Hindular da dini liderlerine bağlı olarak, birbirlerinden farklı görüşlerini tarımsal biyoteknolojide de sürdürmektedirler. Geleneksel şölenlerde ve oruç döneminde tüketilmesi belirlenmiş gıdalar arasında GDO’lu ürünler olmayacaktır. Fakat bu dönemler dışında yiyecek tüketimindeki serbestlik ve bağımsızlık Hindu felsefesinin bir parçasıdır. Hinduizm’de belirli yiyecekler özel karakterlerle öne çıkmaktadır. Asıl olan yiyecekteki safiyet, temizlik, enerji, duruluk ve tutkudur. Eğer GDO’lu yiyecekler bu kıstas dışında kalıyorsa ruhları kirlettiklerine inanılır ve toplumda tüketim şansı bulamaz. Genelde gıda konusunda gelişmekte olan ülkelerdeki sıkıntılar nedeniyle Hindu toplumunun birçok kesiminde transgenik gıda ticareti ve tüketimi süregelmektedir.

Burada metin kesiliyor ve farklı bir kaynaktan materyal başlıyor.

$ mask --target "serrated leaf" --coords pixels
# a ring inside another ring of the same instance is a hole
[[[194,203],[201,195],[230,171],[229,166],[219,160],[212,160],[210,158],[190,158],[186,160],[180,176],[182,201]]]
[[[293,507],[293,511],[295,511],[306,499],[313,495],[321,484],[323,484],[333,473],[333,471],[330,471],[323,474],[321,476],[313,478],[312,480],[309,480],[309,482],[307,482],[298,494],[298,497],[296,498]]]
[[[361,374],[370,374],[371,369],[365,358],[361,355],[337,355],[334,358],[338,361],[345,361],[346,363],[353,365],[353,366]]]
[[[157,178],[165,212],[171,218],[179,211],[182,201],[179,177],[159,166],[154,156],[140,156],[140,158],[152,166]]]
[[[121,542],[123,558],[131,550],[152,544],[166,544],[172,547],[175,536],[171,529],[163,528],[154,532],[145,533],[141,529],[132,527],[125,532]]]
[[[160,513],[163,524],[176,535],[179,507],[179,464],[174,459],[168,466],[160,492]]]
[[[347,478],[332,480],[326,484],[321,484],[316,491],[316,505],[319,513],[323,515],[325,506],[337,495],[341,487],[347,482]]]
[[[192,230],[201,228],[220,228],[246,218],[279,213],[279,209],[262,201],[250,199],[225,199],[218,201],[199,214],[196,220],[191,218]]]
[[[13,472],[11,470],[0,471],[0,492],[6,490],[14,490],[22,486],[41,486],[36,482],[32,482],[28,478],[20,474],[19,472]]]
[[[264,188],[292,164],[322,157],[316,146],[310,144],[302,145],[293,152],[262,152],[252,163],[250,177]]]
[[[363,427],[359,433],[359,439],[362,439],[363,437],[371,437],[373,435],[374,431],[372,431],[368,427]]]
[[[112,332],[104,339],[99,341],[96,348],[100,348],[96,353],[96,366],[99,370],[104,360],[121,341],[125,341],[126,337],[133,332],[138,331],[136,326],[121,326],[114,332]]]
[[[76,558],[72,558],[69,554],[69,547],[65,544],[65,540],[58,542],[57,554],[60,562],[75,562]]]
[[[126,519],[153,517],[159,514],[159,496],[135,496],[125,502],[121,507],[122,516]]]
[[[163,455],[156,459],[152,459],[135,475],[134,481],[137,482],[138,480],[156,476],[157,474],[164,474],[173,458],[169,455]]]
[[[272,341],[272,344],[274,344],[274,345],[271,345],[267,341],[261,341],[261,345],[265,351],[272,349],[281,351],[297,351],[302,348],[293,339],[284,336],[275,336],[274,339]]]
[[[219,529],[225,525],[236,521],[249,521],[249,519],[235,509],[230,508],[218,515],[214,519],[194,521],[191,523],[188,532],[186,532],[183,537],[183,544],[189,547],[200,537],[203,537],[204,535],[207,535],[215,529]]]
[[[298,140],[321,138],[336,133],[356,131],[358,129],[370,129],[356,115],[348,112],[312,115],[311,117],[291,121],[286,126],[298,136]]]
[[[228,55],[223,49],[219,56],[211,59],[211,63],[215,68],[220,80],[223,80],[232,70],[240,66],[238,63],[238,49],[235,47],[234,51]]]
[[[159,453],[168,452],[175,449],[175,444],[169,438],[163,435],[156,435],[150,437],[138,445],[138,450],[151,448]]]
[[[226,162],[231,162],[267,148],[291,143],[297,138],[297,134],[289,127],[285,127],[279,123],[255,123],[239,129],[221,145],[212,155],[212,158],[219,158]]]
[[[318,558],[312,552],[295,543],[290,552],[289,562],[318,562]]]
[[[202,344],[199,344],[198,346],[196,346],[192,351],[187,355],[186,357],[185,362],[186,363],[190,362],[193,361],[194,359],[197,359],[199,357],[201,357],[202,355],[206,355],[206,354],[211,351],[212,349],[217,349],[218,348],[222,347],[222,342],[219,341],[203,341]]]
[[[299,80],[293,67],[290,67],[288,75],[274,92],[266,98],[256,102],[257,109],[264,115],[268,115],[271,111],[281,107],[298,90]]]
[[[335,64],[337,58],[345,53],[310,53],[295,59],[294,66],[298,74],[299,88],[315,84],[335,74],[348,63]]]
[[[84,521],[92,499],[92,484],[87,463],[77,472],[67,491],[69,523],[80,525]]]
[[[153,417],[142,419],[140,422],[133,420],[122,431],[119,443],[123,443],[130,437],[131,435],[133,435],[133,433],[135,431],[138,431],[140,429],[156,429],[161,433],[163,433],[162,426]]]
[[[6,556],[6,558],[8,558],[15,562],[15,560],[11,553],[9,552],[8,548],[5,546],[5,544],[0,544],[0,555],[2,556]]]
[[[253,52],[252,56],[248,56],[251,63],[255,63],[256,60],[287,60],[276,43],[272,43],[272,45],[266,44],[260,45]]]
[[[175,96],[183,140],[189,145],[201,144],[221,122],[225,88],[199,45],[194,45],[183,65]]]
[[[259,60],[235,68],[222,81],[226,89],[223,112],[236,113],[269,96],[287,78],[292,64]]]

Budizm ise öğretilerin dışına çıkma hususundaki tutuculuğu nedeniyle, biyoteknolojik ürünleri kabul etmemektedirler. Ne var ki dünyada yaşanan gıda krizlerinde, kendilerinin de geminin bir yolcusu olarak (bir noktada mecbur kaldıklarında) GDO’lu ürün tüketebilecekleri felsefelerinde yer almaktadır.
GDO’lu ürün tüketiminde “yerli” diye tanımlanan MAYA’larda farklı bir görüşe rastlanmaktadır. Genetik mühendisliği sömürgeceliğin, soykırımın adeta bir devamı olarak algılanmakta ve bu nedenle kabul görmemektedir.
[1] Açıkgöz 2012. AB “GDO’ya hayır”la neler kaybediyor? http://blog.milliyet.com.tr/gidakrizivebilim (26 Şubat 2112)
[2] Açıkgöz 2012. BREZİLYA’NIN TARIMSAL MUCİZESİ https://nacikgoz.wordpress.com (19.08.2012)
[3] Dünyada helal yapılan ticaretin boyutlarının 600 milyar doları gıda olmak üzere, kozmetikler ve diğer tüketim maddeleri de dikkate alınırsa 2 trilyon dolara kadar çıktığı tahmin ediliyor
[4]http://www.isaaa.org/resources/publications/shariah_compliance/download/International%20Workshop%20for%20Islamic%20Scholars%20on%20Agribiotechnology-Shariah%20Compliance.pdf
[7] Genel olarak, leş, kan, domuz eti, sarhoş edici içkiler, insan idrar ve dışkısı, kusmuk, eti yenmeyen hayvanların eti, idrarı ve dışkısı dinen necistir.